Il gruppo di vescovi (al centro il cardinale Leopoldo Brenes) che in qualità di mediatori ieri ha incontrato il governo a Managua (Ansa)
Alla fine Daniel Ortega dovrebbe restare in sella a Managua, soprattutto per il fatto che per cercare di domare la piazza ha concesso quello che fino alla vigilia dello sciopero generale di giovedì sembrava impensabile: sulle violenze indagherà una commissione internazionale. Il governo nicaraguense e l'opposizione hanno raggiunto un accordo, venerdì sera, che consente ai primi osservatori di indagare sugli scontri che hanno ucciso più di 170 persone in due mesi, secondo un ultimo bilancio. Si tratterà di una Commissione internazionale composta anche da osservatori delle Nazioni Unite e dell'Unione Europea. Le parti si dovrebbero incontrare ancora questa mattina per discutere "del processo di democratizzazione del Paese". Intanto però si registrano altri scontri e altri morti: otto.
Il presidente della Conferenza episcopale che fa da mediatrice, il cardinale Leopoldo Brenes, ha aggiunto che la Chiesa aveva chiesto a Daniel Ortega di anticipare le prossime elezioni generali al 2019, due anni prima del previsto. Il presidente non ha aderito alla richiesta, limitandosi a rispondere: "Ribadiamo il nostro totale desiderio di ascoltare tutte le proposte che rientrano in un quadro istituzionale e costituzionale". L'opposizione esige la partenza del settantenne Ortega, l'"eroe" della rivoluzione sandinista che ha governato il Paese dal 1979 al 1990 dopo l'estromissione del dittatore Anastasio Somoza.

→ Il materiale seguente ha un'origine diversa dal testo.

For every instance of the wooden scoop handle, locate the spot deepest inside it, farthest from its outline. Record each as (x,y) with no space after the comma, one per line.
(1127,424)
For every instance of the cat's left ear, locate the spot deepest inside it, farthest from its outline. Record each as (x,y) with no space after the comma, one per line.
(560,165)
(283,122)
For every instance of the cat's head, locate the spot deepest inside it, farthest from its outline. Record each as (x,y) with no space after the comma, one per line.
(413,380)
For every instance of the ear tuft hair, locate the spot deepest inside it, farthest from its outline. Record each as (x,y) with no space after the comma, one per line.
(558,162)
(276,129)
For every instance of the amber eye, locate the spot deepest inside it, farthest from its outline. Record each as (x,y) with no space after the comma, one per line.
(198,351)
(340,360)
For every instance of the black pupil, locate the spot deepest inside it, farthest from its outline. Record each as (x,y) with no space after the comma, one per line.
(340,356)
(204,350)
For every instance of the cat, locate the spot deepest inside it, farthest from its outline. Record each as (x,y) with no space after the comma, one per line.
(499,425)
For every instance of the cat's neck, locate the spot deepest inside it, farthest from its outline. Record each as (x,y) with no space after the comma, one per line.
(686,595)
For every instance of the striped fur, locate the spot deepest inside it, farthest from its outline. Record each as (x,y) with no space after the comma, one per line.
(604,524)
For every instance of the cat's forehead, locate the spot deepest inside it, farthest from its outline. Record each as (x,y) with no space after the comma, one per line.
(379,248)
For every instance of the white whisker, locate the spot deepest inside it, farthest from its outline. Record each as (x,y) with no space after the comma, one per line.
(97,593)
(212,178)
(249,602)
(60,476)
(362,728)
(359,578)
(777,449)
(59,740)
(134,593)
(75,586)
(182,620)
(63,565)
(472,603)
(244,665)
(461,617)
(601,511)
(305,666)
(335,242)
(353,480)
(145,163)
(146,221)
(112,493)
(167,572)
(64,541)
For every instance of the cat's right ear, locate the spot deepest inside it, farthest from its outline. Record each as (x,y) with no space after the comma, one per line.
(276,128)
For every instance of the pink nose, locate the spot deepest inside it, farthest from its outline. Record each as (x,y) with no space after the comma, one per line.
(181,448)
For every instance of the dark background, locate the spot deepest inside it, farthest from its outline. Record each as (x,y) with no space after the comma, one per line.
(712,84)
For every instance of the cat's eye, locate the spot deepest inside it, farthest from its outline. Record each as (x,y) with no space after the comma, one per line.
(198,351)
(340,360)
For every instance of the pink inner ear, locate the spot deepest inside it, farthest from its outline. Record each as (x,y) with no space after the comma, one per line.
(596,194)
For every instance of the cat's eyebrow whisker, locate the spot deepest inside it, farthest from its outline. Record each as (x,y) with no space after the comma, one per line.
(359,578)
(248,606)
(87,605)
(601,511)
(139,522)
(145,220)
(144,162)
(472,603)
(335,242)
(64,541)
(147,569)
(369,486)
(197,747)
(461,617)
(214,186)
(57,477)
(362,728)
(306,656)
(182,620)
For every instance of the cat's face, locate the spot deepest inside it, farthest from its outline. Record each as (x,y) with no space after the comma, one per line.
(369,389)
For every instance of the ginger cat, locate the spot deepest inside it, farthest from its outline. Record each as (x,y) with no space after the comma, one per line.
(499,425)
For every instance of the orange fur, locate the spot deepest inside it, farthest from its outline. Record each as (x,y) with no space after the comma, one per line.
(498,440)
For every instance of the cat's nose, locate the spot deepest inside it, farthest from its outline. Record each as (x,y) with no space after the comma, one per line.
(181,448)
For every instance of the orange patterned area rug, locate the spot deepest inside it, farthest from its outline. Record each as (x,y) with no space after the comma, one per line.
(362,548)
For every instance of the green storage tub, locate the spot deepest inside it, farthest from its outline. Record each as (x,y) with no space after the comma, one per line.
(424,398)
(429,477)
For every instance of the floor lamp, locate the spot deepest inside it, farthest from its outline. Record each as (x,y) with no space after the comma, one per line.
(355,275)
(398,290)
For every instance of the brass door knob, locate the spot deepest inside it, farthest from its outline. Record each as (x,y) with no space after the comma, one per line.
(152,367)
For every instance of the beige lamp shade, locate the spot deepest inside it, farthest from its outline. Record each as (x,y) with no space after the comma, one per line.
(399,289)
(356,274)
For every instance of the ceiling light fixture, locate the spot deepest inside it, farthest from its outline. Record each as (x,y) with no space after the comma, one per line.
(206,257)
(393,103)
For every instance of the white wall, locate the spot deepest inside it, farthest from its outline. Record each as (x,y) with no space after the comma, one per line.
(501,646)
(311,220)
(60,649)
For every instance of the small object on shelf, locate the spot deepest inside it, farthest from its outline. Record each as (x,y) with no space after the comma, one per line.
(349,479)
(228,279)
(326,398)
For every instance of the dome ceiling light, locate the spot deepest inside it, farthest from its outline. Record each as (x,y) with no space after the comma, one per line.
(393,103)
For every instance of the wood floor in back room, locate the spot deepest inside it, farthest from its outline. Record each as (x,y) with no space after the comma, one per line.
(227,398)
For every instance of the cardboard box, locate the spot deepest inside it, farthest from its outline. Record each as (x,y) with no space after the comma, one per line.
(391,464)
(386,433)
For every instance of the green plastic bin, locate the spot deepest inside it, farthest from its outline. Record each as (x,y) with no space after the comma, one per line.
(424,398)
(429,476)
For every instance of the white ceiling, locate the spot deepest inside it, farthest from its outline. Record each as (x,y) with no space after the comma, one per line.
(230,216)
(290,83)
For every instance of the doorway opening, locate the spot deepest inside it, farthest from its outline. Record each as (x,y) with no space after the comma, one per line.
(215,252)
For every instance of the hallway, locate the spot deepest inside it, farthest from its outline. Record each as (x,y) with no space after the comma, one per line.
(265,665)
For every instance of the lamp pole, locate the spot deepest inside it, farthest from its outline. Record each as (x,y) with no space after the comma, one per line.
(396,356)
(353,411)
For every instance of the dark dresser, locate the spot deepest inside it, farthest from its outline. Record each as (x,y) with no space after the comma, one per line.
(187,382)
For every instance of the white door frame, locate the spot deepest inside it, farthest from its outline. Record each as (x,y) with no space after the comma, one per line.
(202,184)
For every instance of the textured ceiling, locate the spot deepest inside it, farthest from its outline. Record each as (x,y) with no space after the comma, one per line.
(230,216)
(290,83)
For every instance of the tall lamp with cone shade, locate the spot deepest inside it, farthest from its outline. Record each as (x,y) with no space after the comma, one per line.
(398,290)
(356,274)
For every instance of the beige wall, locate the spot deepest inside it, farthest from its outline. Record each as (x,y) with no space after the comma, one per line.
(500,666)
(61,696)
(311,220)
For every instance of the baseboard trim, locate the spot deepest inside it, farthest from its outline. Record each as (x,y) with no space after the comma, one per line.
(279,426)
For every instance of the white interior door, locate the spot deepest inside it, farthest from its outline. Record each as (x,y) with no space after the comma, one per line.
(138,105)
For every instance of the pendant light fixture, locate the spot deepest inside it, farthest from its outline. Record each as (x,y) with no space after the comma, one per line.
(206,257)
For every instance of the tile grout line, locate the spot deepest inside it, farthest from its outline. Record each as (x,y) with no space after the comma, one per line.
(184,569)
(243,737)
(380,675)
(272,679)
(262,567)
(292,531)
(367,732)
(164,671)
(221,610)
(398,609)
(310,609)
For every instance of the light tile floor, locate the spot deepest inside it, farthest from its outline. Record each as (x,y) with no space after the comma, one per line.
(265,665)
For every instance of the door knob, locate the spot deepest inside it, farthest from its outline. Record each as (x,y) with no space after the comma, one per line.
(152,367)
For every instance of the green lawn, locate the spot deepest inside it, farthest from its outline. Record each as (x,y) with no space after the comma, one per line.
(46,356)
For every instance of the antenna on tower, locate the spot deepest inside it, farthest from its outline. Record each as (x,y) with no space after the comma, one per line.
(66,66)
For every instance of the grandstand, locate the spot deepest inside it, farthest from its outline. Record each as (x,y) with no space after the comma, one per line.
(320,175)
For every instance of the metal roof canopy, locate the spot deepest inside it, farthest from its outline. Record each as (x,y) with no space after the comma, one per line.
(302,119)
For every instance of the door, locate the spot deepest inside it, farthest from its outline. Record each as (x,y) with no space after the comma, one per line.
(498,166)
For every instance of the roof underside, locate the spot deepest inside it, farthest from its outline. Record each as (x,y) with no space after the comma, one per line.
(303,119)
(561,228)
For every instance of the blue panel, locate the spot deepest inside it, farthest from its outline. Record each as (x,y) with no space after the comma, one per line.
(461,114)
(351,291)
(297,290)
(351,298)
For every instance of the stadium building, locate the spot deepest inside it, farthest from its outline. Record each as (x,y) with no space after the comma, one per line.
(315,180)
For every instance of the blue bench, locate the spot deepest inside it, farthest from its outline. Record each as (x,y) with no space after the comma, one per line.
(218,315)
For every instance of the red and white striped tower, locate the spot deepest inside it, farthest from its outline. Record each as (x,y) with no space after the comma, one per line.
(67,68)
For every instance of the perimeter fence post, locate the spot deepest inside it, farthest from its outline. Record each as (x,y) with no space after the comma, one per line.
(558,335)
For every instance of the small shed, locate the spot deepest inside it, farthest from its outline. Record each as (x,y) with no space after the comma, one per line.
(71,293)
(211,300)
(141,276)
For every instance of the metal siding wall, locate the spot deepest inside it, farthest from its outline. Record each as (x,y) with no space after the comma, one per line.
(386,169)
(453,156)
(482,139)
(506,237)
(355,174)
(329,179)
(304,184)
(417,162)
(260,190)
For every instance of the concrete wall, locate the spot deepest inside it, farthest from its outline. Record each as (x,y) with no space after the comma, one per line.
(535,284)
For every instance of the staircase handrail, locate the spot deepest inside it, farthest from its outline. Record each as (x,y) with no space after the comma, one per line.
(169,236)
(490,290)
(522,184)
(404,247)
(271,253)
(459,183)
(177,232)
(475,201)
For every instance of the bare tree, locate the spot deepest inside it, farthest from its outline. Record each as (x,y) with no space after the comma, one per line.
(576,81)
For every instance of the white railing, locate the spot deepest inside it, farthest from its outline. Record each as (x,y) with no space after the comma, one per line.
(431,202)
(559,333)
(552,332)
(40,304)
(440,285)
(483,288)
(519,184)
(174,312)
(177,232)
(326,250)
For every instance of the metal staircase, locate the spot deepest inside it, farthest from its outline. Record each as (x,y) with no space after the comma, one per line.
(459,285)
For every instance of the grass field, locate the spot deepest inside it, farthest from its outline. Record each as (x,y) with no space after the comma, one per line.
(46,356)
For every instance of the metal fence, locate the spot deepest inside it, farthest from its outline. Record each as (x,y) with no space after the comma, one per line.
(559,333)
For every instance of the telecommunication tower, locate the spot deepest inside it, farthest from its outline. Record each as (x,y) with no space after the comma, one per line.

Daniel Ortega è tornato al potere dal 2007. Resta alta la tensione tra i due schieramenti. Mentre la hiesa ha organizzato la riunione di venerdì mattina, i paramilitari filo-governativi hanno lanciato assalti in almeno quattro distretti di Managua e nuovi scontri sono stati segnalati nelle città di Juigalpa (est) e Nindiri (sud).